Opioid peptides are released at sites of injury, and their cognate G protein-coupled opioid receptors (OR) are expressed on immune cells. Exposure of human circulating CD8+ T cells to selective OR agonists differentially regulates thousands of genes. Gene set enrichment analysis reveals that µ-OR more strongly regulates cellular processes than δ-OR. In TCR naive T cells, triggering µ-OR exhibits stimulatory and inhibitory patterns, yet when administered prior to TCR cross-linking, a µ-OR agonist inhibits activation. µ-OR, but not δ-OR, signaling is linked to upregulation of lipid, cholesterol, and steroid hormone biosynthesis, suggesting lipid regulation is a mechanism for immune suppression. Lipid rafts are cholesterol-rich, liquid-ordered membrane domains that function as a nexus for the initiation of signal transduction from surface receptors, including TCR and µ-OR. We therefore propose that µ-OR-specific inhibition of TCR responses in human CD8+ T cells may be mediated through alterations in lipid metabolism and membrane structure.

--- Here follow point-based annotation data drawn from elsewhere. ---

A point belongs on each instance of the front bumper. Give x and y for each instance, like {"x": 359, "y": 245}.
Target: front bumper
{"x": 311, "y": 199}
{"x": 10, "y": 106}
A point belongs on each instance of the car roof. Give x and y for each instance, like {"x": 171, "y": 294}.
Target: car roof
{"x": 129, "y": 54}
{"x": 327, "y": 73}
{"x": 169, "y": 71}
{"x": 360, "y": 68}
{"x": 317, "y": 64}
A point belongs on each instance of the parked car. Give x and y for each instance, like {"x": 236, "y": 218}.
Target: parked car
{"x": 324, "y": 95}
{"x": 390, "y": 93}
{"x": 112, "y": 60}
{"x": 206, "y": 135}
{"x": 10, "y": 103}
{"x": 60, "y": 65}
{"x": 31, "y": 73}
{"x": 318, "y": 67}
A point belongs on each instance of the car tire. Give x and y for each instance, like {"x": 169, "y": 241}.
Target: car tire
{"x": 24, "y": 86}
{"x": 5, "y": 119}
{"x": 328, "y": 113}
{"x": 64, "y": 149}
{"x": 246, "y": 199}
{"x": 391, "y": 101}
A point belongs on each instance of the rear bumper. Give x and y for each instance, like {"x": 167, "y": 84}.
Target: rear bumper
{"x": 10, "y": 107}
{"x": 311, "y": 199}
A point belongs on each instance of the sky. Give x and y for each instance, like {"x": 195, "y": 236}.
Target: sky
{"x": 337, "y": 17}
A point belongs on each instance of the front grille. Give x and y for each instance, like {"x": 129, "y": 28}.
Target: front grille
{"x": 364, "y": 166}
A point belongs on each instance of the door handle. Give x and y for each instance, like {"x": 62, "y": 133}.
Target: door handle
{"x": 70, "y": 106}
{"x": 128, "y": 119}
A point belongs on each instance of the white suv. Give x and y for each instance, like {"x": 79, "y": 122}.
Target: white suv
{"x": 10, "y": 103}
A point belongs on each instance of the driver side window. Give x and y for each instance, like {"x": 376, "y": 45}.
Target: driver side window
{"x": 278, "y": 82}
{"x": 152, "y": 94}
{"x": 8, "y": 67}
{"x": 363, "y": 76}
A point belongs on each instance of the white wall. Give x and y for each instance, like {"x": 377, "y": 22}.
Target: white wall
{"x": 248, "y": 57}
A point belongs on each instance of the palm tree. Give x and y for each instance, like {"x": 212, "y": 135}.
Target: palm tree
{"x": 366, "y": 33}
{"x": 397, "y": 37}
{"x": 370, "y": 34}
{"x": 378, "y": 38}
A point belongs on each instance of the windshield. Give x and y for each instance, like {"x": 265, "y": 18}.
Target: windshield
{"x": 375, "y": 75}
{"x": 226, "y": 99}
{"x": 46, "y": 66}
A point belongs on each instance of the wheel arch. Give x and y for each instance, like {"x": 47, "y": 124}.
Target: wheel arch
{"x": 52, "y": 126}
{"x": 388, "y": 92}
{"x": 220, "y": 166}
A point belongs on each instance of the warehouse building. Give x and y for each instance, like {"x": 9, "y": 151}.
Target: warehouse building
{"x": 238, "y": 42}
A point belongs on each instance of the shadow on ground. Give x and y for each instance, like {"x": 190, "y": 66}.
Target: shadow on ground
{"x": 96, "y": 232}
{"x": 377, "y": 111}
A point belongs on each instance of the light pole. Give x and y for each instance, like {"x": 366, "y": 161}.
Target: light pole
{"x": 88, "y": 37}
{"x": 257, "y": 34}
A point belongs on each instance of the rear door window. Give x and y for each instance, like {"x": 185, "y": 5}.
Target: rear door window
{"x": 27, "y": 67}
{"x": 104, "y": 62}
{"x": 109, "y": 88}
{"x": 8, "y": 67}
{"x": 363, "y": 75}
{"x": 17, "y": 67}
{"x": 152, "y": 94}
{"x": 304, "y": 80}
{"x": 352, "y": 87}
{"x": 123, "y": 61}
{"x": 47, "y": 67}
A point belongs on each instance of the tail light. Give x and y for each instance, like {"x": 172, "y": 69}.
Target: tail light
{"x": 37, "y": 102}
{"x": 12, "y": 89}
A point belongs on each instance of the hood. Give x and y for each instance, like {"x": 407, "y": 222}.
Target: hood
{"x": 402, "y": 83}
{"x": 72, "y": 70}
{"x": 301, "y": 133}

Chronic Methadone Use Alters the CD8+ T Cell Phenotype In Vivo and Modulates Its Responsiveness Ex Vivo to Opioid Receptor and TCR Stimuli.

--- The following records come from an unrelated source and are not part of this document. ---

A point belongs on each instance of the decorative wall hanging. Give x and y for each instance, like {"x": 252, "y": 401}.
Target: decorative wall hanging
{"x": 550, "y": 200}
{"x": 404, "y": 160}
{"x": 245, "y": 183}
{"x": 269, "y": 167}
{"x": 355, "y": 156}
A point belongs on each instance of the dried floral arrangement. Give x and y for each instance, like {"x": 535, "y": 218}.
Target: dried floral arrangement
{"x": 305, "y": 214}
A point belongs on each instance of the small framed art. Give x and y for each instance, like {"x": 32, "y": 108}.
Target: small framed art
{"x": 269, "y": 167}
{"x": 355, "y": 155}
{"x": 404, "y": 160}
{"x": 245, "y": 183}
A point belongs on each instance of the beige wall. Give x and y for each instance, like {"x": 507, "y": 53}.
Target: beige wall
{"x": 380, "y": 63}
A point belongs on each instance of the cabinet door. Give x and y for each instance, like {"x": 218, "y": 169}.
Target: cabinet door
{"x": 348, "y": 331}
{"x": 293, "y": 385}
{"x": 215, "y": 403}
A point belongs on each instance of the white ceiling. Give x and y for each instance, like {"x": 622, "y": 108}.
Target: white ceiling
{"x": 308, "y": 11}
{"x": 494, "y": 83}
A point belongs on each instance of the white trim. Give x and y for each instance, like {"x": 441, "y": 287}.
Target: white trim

Endogenous opioid peptides are released at sites of injury, and their cognate G protein-coupled opioid receptors (ORs) are expressed on immune cells. Although drugs of misuse appropriate ORs, conflicting reports indicate immunostimulatory and immunosuppressive activity, in that opioid users have elevated infection risk, opioids activate innate immune cells, and opioids attenuate inflammation in murine T cell-mediated autoimmunity models. The i.v. use of drugs transmits bloodborne pathogens, particularly viruses, making the study of CD8+ T cells timely. From a cohort of nonuser controls and methadone users, we demonstrate, via t-Stochastic Neighbor Embedding and k-means cluster analysis of surface marker expression, that chronic opioid use alters human CD8+ T cell subset balance, with notable decreases in T effector memory RA+ cells. Studying global CD8+ T cell populations, there were no differences in expression of OR and several markers of functionality, demonstrating the need for finer analysis. Purified CD8+ T cells from controls respond to opioids ex vivo by increasing cytoplasmic calcium, a novel finding for OR signal transduction, likely because of cell lineage. CD8+ T cells from controls exposed to µ-OR agonists ex vivo decrease expression of activation markers CD69 and CD25, although the same markers are elevated in µ-OR-treated cells from methadone users. In contrast to control cells, T cell subsets from methadone users show decreased expression of CD69 and CD25 in response to TCR stimulus. Overall, these results indicate a direct, selective role for opioids in CD8+ T cell immune regulation via their ability to modulate cell responses through the opioid receptors and TCRs.